In July 2011, the company raised 1.1 million Euros.

On the 18 November 2013, Exoès signed with Tenneco, the world’s second largest exhaust system supplier. Tenneco chose Exoès to work on a solution for an exhaust heat recovery system based on the Rankine systems.

== Products ==

=== EVE (Energy Via Exhaust) ===

Exoès developed a solution to recover energy contained in the hot gases expelled from the exhaust pipe of a vehicle. Their product, EVE, results in potential fuel savings for all vehicles that have a thermal engine. EVE is a form of heat exchanger that is installed on the exhaust pipe. A pressurized liquid is pumped through this exchanger where the high temperature causes it to vaporize. The vaporized liquid pushes a compact piston that powers an alternator and creates electricity. The system is the size of an air conditioning compressor. Using the generated energy, the vehicle has the ability to move the first 100 meters entirely with electricity.

=== SHAPE Solar ===

The company developed SHAPE Solar (Sustainable Heat And Power Engine), a power plant system on a domestic scale capable of simultaneously producing electricity and heat. To accomplish this, the power plant uses a Rankine engine. A solar concentration power plant consists of mirrors that concentrate the sun’s rays to create a high temperature. At the beginning of the cycle, the heat radiates from the solar power plant and warms a fluid by a thermal exchange which transformed into pressurized steam. The fluid is then directed towards the SHAPE engine. This pressurized steam generates electricity using an alternator.

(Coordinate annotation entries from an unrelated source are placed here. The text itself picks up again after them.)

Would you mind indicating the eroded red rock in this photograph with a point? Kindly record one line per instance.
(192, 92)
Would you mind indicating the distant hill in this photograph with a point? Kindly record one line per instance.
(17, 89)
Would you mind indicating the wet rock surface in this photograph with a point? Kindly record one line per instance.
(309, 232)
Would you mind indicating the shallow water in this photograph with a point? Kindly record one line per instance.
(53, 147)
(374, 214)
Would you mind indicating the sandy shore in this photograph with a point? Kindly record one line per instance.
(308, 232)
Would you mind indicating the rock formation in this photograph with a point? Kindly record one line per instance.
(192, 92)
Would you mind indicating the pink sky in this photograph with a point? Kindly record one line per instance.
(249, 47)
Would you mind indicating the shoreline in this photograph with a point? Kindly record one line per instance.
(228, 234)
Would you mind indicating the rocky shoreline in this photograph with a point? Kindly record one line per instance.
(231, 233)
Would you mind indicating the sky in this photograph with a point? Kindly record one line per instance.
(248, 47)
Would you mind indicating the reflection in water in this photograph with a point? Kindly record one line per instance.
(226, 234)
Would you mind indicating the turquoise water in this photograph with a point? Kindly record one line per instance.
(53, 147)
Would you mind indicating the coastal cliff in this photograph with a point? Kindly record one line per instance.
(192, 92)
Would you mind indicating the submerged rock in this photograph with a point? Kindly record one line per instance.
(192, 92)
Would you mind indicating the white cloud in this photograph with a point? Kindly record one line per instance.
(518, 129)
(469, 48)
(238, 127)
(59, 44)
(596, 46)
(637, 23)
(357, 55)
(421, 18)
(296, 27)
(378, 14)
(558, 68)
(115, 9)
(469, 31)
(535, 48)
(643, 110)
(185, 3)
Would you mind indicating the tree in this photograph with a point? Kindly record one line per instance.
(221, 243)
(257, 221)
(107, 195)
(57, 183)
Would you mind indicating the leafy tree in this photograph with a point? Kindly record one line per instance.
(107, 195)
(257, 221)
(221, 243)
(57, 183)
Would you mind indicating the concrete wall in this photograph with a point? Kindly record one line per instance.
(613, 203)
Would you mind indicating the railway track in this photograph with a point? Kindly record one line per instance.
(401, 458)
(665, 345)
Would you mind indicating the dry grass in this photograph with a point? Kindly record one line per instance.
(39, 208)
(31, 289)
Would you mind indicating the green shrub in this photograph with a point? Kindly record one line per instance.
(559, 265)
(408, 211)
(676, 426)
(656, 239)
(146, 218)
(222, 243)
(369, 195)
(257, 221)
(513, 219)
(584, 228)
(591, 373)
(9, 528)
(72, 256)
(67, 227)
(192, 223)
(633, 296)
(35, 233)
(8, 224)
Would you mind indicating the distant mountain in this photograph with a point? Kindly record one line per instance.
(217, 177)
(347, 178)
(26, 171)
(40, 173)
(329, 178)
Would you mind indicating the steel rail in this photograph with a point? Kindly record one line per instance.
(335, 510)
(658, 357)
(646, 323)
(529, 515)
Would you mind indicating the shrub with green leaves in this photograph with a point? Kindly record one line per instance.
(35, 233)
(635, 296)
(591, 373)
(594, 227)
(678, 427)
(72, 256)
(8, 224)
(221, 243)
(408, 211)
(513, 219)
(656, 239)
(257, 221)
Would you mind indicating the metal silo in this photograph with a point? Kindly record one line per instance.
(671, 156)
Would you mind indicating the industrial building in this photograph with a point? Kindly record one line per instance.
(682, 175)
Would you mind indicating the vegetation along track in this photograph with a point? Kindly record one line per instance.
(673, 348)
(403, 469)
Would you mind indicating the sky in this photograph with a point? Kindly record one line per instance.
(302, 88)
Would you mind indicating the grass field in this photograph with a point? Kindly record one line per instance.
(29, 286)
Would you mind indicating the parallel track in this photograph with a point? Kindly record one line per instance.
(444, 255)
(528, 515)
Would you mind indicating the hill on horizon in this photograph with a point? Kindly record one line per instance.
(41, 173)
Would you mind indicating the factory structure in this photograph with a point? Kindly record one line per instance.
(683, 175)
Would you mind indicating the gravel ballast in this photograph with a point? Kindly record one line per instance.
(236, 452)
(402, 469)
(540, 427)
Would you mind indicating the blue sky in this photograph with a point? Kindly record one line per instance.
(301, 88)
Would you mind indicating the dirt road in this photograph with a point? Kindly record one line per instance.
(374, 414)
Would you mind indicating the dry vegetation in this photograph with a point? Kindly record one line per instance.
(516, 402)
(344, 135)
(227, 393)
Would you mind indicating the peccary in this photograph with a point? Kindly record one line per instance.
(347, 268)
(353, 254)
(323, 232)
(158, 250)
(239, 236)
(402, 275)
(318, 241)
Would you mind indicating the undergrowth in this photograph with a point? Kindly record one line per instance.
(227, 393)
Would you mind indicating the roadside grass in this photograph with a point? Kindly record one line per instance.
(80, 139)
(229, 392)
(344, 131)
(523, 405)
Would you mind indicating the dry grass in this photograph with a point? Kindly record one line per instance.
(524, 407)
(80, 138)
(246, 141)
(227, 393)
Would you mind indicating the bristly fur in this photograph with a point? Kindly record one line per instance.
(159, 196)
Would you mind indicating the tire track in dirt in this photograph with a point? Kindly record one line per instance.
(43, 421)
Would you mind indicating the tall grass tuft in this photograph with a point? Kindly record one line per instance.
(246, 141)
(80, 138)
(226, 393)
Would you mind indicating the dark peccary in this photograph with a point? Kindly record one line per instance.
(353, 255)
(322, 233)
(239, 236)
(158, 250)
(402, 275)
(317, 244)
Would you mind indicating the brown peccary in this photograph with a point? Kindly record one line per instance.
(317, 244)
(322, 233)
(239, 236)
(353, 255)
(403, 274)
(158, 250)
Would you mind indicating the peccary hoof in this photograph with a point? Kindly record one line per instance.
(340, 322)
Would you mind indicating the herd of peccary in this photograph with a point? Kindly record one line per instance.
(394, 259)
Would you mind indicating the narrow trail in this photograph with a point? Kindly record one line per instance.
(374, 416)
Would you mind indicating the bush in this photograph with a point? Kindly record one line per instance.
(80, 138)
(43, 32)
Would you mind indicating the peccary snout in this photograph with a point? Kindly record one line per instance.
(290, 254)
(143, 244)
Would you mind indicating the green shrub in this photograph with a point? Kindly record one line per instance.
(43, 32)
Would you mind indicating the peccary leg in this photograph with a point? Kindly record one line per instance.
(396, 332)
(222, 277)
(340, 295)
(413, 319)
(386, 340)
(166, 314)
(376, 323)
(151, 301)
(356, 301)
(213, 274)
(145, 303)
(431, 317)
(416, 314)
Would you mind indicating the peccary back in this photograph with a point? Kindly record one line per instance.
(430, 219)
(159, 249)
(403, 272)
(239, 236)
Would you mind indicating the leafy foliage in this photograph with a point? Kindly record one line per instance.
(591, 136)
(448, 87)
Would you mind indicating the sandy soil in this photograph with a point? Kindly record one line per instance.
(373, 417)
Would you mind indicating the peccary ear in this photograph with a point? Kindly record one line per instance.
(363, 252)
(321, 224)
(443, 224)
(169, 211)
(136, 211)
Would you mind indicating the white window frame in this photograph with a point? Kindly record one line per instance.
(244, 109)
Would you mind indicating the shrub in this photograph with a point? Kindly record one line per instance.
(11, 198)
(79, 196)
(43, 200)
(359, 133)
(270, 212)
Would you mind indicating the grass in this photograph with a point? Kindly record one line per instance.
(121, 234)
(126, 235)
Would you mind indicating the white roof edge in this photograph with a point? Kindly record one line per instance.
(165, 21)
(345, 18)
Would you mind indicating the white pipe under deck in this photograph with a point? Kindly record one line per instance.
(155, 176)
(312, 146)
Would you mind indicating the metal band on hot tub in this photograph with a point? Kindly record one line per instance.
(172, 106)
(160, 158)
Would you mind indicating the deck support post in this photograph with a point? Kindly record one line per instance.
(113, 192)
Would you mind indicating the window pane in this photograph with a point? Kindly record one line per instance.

At the engine outlet, the steam is directed towards a heat exchanger, which is coupled to a hot water network. At the end of the circuit, the steam returns to a liquid state and is injected back into the solar field. The heat from the solar field vaporizes the newly condensed water and injects it back into the engine, allowing the cycle to repeat.

== Awards and recognition ==

This process is a 2010 Prize-winner of the national competition of the Ministry of Higher Education and Research in the Creation Development category.

This process garnered trophies at the 2011 Poitou-Charentes eco-industries competition and a trophy of innovation from the CGPME in the first edition of Innov' CGPME.